Domestic oil/liquids production now is seen declining in 2016 by 100,000 b/d, or around 13.5 million b/d. The latest forecast reverses the monthly outlook for September, when the cartel’s analysts predicted U.S. output would increase by 220,000 b/d in 2016 (see Shale Daily, Sept. 14).

The U.S. Energy Information Administration last week in the Short Term Energy Outlook also said total domestic crude oil production should decrease through mid-2016 before growth resumes, ending the year down year/year almost 400,000 bbl (see Shale Daily, Oct. 7).

OPEC analysts reviewed oil supply trends outside of the cartel, mostly centered around U.S. unconventional production and the Americas. U.S. liquids production is expected to contract through the end of this year and continue the slide into 2016. Data for the first six months of this year indicated non-OPEC supply rose by 1.77 million b/d year/year, before dropping to 0.42 million b/d in 3Q2015. Last year, oil supply outside of OPEC witnessed a record-high growth of 2.24 million b/d.

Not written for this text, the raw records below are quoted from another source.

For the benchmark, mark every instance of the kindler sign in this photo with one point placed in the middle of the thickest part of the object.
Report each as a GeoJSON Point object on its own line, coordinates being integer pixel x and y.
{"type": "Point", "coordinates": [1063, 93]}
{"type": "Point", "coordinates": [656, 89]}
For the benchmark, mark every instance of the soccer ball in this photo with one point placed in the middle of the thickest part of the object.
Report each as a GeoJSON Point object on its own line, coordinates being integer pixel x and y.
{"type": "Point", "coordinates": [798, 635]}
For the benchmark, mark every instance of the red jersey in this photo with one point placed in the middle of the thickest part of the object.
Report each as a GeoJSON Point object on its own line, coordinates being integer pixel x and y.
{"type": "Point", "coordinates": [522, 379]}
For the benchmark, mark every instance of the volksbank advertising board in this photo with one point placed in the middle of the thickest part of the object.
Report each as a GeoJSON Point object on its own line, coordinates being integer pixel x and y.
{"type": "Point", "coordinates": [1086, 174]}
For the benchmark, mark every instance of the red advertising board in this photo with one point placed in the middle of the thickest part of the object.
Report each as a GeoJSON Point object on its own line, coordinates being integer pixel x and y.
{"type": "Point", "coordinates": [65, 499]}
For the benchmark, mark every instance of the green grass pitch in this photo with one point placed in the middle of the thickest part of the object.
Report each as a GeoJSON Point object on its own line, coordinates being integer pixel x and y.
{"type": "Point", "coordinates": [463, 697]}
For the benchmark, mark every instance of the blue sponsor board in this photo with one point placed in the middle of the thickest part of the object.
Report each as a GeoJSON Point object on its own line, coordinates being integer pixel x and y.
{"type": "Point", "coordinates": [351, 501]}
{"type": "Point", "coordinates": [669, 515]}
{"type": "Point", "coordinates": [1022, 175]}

The Americas in 2014 “saw the highest output of all regions with an increase of 1.92 million b/d,” much from unconventional resources, OPEC noted. “Actual data for the first half of this year shows non-OPEC supply grew by 1.77 million b/d, before dropping to 0.42 million b/d in the third quarter, according to preliminary data.”

The declining trend mainly is driven by low oil prices, down by about half from 3Q2015.

“As a result, the oil industry has experienced a rapid fall in global upstream spending, down by more than 20%, with North America cutting as much as 35%,” the OPEC report noted. “This has led to lower activity — less drilling and the delay or cancellation of new projects — which has put pressure on production growth. Moreover, the current price environment has incentivized the entire oil industry to become more efficient and cost effective.”

In 2016, more upstream projects outside of OPEC nations are expected to be postponed or canceled, “resulting in contraction of 0.13 million b/d in non-OPEC supply.” U.S. oil supply in 2016 is expected to decline by 100,000 b/d, while production in the Former Soviet Union, Africa, Middle East and developed European nations also is forecast to fall. Brazil’s output is projected to increase, although at a slower pace as projects are deferred.

“The 2016 forecast for non-OPEC supply is associated with a high level of uncertainty,” OPEC analysts noted. “Oil price fluctuations and technical challenges — such as unplanned shutdowns and sharper-than-expected decline rates — along with geopolitical conditions could affect non-OPEC supply in the coming year.”

The increase in oil supplies outside of the cartel during 2014 was more than twice that of global oil demand growth, but “this relationship is expected to flip this year before widening further in 2016 so that world oil demand growth exceeds the change in non-OPEC supply,” said analysts. “Required OPEC crude in 2016 is expected to average 30.8 million b/d, with the second half of the year reaching as high as 31.4 million b/d, resulting in more balanced oil market fundamentals.”